Circuits, Systems, and Signal Processing

, Volume 36, Issue 9, pp 3731–3760 | Cite as

Spectral Reconstruction and Noise Model Estimation Based on a Masking Model for Noise Robust Speech Recognition

  • Jose A. Gonzalez
  • Angel M. Gómez
  • Antonio M. Peinado
  • Ning Ma
  • Jon Barker


An effective way to increase noise robustness in automatic speech recognition (ASR) systems is feature enhancement based on an analytical distortion model that describes the effects of noise on the speech features. One of such distortion models that has been reported to achieve a good trade-off between accuracy and simplicity is the masking model. Under this model, speech distortion caused by environmental noise is seen as a spectral mask and, as a result, noisy speech features can be either reliable (speech is not masked by noise) or unreliable (speech is masked).
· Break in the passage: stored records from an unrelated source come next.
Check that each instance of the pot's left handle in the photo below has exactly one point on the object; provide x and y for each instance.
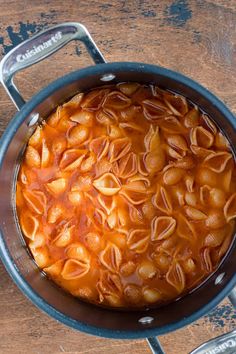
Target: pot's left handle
(40, 47)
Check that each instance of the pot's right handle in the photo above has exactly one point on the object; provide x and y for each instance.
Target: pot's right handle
(40, 47)
(225, 342)
(232, 297)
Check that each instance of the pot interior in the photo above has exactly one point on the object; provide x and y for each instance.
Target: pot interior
(43, 292)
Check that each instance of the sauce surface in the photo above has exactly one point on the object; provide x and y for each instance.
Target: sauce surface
(126, 196)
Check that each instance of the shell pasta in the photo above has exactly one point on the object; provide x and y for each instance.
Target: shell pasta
(126, 195)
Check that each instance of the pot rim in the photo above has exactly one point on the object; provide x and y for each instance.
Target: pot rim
(5, 140)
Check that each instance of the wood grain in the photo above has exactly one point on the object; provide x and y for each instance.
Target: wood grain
(195, 37)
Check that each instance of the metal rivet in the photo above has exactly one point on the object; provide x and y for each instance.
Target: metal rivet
(219, 278)
(33, 119)
(107, 77)
(146, 320)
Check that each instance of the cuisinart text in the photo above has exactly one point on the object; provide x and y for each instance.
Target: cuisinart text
(37, 49)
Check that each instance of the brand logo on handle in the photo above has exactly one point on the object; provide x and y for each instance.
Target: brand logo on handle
(40, 48)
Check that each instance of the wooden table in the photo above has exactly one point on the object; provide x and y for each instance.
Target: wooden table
(195, 37)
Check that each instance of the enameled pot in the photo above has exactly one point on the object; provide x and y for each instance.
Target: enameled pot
(13, 251)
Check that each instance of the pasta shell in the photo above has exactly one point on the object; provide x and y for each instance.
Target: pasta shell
(217, 198)
(32, 157)
(94, 99)
(39, 240)
(230, 208)
(133, 294)
(29, 225)
(135, 192)
(174, 153)
(111, 257)
(191, 198)
(78, 135)
(205, 194)
(78, 251)
(141, 165)
(107, 184)
(148, 210)
(151, 295)
(105, 118)
(88, 163)
(83, 117)
(215, 219)
(116, 100)
(64, 237)
(154, 161)
(55, 269)
(228, 239)
(109, 288)
(128, 88)
(84, 184)
(99, 217)
(45, 157)
(135, 215)
(138, 240)
(176, 103)
(206, 261)
(210, 124)
(36, 200)
(221, 142)
(173, 176)
(102, 166)
(199, 136)
(191, 119)
(154, 109)
(177, 142)
(162, 227)
(185, 229)
(195, 214)
(176, 277)
(58, 186)
(226, 179)
(114, 131)
(41, 256)
(215, 238)
(131, 127)
(130, 113)
(75, 197)
(200, 151)
(100, 147)
(126, 167)
(107, 203)
(162, 200)
(128, 268)
(179, 194)
(171, 125)
(58, 145)
(217, 162)
(152, 139)
(71, 159)
(204, 176)
(185, 163)
(119, 148)
(74, 269)
(36, 138)
(54, 213)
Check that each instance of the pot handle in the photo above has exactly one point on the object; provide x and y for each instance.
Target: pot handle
(227, 340)
(40, 47)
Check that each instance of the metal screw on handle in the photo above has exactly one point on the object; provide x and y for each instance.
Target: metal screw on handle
(40, 47)
(155, 345)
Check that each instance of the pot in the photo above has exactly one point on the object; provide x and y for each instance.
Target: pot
(13, 251)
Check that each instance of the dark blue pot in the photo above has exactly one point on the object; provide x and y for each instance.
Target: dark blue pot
(16, 258)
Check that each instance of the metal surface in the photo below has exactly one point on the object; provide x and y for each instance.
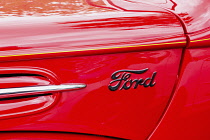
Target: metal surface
(48, 88)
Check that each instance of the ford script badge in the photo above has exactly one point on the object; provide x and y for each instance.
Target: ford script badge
(122, 79)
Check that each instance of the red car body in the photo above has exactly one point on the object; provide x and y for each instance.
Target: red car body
(144, 66)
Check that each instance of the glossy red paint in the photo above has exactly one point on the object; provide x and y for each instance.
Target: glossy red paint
(187, 117)
(50, 136)
(96, 109)
(77, 41)
(193, 13)
(73, 33)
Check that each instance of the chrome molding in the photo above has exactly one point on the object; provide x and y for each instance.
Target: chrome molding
(34, 89)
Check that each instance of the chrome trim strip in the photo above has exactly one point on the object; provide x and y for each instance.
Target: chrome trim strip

In this paper, we present a detailed overview of this model and its applications to noise robust ASR. Firstly, using the masking model, we derive a spectral reconstruction technique aimed at enhancing the noisy speech features. Two problems must be solved in order to perform spectral reconstruction using the masking model: (1) mask estimation, i.e. determining the reliability of the noisy features, and (2) feature imputation, i.e. estimating speech for the unreliable features. Unlike missing data imputation techniques where the two problems are considered as independent, our technique jointly addresses them by exploiting a priori knowledge of the speech and noise sources in the form of a statistical model. Secondly, we propose an algorithm for estimating the noise model required by the feature enhancement technique. The proposed algorithm fits a Gaussian mixture model to the noise by iteratively maximising the likelihood of the noisy speech signal so that noise can be estimated even during speech-dominating frames. A comprehensive set of experiments carried out on the Aurora-2 and Aurora-4 databases shows that the proposed method achieves significant improvements over the baseline system and other similar missing data imputation techniques.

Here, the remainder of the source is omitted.